It’s where requests are routed if you use Custom Hostnames.

What happens if we enable the proxy on CNAME domains.example.com and then a host point to that CNAME without having active custom hostname in our zone for them? Will the CNAME routing happen for them even without custom hostname?

They will get an error message.

We initially asked our customers to point their domains to domains.example.com. Now, we want to enable Cloudflare proxy to take advantage of its features. However, some customers have CAA records that block pki.goog from issuing certificates, preventing their custom hostnames from becoming Active.
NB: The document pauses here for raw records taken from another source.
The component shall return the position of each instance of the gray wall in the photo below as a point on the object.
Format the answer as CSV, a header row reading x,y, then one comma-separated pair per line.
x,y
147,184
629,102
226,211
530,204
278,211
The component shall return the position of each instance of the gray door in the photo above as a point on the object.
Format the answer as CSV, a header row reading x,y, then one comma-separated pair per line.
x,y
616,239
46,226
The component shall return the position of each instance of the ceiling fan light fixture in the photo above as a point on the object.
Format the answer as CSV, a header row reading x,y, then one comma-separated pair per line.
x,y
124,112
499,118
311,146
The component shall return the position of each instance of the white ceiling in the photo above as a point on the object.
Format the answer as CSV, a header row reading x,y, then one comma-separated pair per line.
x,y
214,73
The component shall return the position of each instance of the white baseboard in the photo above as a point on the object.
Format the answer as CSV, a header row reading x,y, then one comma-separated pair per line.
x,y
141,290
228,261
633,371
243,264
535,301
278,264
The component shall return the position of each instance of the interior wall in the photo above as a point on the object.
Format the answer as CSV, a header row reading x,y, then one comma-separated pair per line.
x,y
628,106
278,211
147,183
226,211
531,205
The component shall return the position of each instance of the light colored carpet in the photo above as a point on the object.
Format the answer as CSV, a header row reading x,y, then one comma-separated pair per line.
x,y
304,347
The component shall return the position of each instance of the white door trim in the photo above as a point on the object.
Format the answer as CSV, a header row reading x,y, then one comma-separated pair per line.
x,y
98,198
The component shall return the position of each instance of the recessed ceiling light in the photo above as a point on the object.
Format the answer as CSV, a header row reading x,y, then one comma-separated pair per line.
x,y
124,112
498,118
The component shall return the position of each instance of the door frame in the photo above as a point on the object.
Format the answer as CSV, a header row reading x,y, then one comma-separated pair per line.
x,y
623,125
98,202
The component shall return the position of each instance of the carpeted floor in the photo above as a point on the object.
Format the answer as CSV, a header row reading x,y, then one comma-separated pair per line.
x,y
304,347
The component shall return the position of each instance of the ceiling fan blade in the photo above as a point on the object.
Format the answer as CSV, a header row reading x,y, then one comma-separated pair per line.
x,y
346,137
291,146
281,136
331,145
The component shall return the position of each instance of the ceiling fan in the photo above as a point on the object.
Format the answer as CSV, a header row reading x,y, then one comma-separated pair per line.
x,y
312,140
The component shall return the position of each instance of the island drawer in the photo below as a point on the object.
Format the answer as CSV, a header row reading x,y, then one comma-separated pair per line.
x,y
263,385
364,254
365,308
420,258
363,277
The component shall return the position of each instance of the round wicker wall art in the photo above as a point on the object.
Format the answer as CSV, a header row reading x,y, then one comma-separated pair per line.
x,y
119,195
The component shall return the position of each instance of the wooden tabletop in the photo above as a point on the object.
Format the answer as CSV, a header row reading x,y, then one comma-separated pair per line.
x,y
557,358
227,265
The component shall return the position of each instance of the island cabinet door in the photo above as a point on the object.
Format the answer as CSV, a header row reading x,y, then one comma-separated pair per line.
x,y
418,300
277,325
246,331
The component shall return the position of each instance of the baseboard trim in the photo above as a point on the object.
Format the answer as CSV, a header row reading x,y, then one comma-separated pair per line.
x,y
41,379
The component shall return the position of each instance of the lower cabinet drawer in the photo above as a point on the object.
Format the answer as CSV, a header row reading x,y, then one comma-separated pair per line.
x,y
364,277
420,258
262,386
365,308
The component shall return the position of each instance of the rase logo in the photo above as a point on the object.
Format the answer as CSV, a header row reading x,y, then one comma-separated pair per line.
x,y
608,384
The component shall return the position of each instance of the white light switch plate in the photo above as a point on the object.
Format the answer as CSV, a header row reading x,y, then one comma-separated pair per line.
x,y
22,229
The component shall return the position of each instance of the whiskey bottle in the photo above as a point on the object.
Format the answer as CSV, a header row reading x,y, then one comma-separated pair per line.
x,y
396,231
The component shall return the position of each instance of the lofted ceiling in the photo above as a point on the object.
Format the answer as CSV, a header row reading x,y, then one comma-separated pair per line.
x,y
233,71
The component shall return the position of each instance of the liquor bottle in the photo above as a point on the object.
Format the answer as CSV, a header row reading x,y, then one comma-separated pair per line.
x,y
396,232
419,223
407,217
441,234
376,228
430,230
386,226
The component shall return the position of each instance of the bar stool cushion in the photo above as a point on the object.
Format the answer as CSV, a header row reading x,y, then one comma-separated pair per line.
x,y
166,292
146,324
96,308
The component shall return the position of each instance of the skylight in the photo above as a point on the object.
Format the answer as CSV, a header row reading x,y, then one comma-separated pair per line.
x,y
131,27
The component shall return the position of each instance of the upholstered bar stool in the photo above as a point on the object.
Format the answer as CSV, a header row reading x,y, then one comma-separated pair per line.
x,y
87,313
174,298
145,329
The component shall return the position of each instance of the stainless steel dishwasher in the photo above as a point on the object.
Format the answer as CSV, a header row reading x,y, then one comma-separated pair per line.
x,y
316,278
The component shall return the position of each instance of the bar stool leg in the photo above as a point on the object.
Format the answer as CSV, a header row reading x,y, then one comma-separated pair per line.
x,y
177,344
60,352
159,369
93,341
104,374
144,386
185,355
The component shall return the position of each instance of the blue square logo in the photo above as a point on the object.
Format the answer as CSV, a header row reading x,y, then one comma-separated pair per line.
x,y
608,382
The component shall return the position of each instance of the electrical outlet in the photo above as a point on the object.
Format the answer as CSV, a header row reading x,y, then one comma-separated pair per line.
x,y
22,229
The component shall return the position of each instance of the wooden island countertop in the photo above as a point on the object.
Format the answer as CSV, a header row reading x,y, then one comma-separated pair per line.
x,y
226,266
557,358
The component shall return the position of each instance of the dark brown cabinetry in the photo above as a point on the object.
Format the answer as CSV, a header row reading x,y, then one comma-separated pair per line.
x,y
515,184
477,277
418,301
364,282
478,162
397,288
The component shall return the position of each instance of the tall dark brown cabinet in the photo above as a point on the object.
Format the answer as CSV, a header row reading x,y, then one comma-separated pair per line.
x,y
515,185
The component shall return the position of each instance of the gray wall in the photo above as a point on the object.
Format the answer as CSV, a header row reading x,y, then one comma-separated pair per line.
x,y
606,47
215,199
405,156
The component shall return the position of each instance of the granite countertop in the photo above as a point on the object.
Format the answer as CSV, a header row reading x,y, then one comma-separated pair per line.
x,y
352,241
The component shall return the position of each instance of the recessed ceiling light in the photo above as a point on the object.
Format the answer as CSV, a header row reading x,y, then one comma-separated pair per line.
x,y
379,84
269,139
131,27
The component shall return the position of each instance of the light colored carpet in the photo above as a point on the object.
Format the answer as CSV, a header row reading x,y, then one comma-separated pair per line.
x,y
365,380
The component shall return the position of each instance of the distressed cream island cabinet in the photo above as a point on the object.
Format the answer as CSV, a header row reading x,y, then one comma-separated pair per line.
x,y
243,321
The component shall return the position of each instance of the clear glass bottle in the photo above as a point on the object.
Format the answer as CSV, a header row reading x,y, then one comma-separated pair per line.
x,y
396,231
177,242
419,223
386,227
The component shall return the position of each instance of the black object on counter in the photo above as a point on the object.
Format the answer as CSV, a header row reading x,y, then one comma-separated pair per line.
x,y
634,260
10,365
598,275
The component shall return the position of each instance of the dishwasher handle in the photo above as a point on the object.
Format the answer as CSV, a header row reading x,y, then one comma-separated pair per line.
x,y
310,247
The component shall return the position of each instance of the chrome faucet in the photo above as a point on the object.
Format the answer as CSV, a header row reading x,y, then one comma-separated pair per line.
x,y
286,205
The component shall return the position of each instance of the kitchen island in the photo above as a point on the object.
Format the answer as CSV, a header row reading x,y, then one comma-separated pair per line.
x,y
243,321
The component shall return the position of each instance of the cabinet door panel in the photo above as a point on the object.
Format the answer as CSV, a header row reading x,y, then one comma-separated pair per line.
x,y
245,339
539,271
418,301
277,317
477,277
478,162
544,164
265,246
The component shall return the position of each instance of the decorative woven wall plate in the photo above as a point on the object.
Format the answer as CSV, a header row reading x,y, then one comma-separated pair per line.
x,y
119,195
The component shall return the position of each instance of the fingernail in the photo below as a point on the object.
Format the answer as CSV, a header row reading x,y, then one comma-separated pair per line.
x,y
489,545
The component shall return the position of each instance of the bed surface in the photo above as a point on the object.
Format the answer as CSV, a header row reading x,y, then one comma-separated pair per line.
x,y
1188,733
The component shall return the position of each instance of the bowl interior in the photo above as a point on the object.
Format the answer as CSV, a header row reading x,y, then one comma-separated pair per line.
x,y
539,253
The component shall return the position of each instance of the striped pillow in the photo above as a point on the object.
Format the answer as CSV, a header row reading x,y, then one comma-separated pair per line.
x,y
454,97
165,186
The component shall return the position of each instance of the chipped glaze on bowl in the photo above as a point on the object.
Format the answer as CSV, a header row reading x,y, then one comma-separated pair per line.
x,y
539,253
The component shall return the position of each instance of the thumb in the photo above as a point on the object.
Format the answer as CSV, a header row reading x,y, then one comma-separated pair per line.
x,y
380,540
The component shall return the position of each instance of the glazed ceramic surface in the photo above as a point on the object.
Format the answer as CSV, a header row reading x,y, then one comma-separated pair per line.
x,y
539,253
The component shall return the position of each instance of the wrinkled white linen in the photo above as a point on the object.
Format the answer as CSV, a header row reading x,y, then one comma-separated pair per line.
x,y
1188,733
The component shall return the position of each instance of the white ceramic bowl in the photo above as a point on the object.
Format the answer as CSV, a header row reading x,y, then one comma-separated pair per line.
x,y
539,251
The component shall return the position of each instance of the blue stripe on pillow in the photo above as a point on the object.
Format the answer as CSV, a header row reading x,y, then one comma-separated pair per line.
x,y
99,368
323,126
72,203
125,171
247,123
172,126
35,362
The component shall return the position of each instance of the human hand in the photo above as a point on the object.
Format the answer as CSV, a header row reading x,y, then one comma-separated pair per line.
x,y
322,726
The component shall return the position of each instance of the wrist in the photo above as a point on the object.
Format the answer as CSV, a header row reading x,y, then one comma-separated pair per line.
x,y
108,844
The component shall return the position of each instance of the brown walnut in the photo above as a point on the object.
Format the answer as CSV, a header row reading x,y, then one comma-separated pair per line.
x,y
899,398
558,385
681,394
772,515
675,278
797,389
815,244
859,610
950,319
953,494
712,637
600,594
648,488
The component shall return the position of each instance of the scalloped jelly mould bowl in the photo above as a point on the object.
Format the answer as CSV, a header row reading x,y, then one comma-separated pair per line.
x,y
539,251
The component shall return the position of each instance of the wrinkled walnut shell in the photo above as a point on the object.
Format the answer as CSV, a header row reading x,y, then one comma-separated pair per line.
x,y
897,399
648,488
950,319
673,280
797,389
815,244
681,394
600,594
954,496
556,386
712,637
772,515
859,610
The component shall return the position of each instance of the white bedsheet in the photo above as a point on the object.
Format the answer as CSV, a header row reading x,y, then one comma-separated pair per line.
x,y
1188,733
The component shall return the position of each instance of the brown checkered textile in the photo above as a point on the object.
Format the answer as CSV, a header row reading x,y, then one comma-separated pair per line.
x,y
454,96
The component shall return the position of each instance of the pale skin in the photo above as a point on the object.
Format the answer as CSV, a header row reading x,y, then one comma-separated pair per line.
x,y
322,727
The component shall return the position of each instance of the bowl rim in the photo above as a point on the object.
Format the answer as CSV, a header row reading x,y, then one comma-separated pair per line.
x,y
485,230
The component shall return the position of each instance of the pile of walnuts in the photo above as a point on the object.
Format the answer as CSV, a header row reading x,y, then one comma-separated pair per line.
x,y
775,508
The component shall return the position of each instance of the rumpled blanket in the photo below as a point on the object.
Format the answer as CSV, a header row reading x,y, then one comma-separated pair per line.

As a result, some custom hostnames are Active, while others are not.

We don’t want to disrupt their service, and while we’ve asked them to update their CAA records, it may take time.

Is there a way to allow hostnames without a custom hostname in our zone to bypass Cloudflare (acting as if domains.example.com is not proxied) while ensuring that the rest function as expected under Cloudflare’s proxy?

No. Only if they use different CNAME targets.

You can always create CAA records for domains.example.com to override the CAA records your customers are using.

As your domain is the CNAME target of your customers subdomain, you are in control of all DNS records for that subdomain, including CAA records.

This would work for all subdomains your customers point to you, though not for apex domains, which would not appear as CNAME records in DNS.